Artık arbitre'ün Fransızca içindeki anlamı hakkında daha fazla bilgi sahibi olduğunuza göre, seçilen örnekler aracılığıyla bunların nasıl kullanılacağını ve nasıl yapılacağını öğrenebilirsiniz. onları okuyun. Ve önerdiğimiz ilgili kelimeleri öğrenmeyi unutmayın. Web sitemiz sürekli olarak yeni kelimeler ve yeni örneklerle güncellenmektedir, böylece bilmediğiniz diğer kelimelerin anlamlarını Fransızca içinde arayabilirsiniz.

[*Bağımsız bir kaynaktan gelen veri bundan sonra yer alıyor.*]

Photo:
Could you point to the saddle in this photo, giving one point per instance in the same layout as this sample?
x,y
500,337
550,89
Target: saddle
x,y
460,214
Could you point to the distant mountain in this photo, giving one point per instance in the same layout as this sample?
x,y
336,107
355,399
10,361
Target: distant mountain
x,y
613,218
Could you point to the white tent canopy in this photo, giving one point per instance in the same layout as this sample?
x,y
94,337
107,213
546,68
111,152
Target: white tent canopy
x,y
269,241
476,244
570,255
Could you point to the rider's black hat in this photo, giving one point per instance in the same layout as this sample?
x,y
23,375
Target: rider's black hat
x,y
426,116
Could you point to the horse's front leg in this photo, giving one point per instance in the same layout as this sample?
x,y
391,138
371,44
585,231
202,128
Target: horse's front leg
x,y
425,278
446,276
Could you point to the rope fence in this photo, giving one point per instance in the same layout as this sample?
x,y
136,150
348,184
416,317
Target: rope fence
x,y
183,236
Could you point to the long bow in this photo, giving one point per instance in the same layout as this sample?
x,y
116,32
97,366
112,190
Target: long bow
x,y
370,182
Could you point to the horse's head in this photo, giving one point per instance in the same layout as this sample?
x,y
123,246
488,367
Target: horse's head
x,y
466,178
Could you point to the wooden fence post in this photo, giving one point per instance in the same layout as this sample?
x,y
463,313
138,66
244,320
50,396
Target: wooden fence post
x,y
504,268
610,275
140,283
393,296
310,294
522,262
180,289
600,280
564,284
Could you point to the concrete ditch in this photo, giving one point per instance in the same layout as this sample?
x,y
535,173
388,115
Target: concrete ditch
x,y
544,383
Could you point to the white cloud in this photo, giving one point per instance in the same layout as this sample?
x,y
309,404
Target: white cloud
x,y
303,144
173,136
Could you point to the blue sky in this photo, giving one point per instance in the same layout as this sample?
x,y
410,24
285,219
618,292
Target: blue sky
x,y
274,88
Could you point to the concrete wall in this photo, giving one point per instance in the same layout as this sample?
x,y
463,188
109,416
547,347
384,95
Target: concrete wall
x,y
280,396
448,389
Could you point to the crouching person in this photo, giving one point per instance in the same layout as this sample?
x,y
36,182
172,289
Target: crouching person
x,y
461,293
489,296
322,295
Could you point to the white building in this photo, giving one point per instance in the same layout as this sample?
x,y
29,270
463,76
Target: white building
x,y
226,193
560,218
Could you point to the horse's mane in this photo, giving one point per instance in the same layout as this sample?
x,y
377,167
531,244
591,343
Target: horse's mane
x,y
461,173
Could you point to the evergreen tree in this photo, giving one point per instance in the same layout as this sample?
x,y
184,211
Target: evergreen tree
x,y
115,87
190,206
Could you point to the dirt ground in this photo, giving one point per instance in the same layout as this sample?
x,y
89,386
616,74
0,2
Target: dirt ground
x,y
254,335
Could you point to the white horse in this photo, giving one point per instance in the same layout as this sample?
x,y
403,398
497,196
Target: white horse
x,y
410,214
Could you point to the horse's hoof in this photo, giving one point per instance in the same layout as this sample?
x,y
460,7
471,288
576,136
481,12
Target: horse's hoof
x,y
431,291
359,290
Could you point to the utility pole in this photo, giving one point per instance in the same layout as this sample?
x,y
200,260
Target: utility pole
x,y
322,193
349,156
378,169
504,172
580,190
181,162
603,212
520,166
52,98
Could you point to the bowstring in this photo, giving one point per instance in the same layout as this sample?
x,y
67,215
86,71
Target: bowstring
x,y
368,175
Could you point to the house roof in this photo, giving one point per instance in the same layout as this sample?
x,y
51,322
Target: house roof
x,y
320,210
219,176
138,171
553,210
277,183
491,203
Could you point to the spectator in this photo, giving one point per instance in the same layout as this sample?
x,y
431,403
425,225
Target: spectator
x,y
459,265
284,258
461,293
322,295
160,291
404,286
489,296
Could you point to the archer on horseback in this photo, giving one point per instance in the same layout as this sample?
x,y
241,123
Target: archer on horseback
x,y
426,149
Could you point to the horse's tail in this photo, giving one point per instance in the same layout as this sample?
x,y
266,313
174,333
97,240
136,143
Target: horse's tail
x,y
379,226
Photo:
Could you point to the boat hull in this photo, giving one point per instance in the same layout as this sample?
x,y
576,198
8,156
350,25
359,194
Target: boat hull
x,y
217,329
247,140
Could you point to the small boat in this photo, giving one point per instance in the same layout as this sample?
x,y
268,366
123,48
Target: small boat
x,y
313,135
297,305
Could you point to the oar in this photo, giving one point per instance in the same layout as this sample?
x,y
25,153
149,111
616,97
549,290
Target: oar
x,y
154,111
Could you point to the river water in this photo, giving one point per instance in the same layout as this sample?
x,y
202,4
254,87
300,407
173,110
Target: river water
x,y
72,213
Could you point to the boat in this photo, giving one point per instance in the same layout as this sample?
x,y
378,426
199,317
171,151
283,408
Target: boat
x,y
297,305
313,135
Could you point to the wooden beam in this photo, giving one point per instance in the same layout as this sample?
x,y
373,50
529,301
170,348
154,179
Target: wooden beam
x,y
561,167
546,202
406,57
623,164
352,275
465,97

Fransızca hakkında bilginiz var mı

Fransızca (le français) bir Roman dilidir. İtalyanca, Portekizce ve İspanyolca gibi, bir zamanlar Roma İmparatorluğu'nda kullanılan popüler Latince'den gelir. Fransızca konuşan bir kişi veya ülke "Francophone" olarak adlandırılabilir. Fransızca 29 ülkede resmi dildir. Fransızca, Avrupa Birliği'nde en çok konuşulan dördüncü ana dildir. Fransızca, İngilizce ve Almanca'dan sonra AB'de üçüncü sırada yer alır ve İngilizce'den sonra en yaygın olarak öğretilen ikinci dildir. Dünyanın Fransızca konuşan nüfusunun çoğunluğu, birinci veya ikinci dil olarak Fransızca konuşabilen 34 ülke ve bölgeden yaklaşık 141 milyon Afrikalı ile Afrika'da yaşıyor. Fransızca, Kanada'da İngilizce'den sonra en çok konuşulan ikinci dildir ve her ikisi de federal düzeyde resmi dildir. 9,5 milyon kişinin veya %29'unun birinci dili ve 2,07 milyon kişinin veya tüm Kanada nüfusunun %6'sının ikinci dilidir. Diğer kıtaların aksine, Fransızcanın Asya'da popülaritesi yoktur. Şu anda, Asya'daki hiçbir ülke Fransızca'yı resmi dil olarak tanımıyor.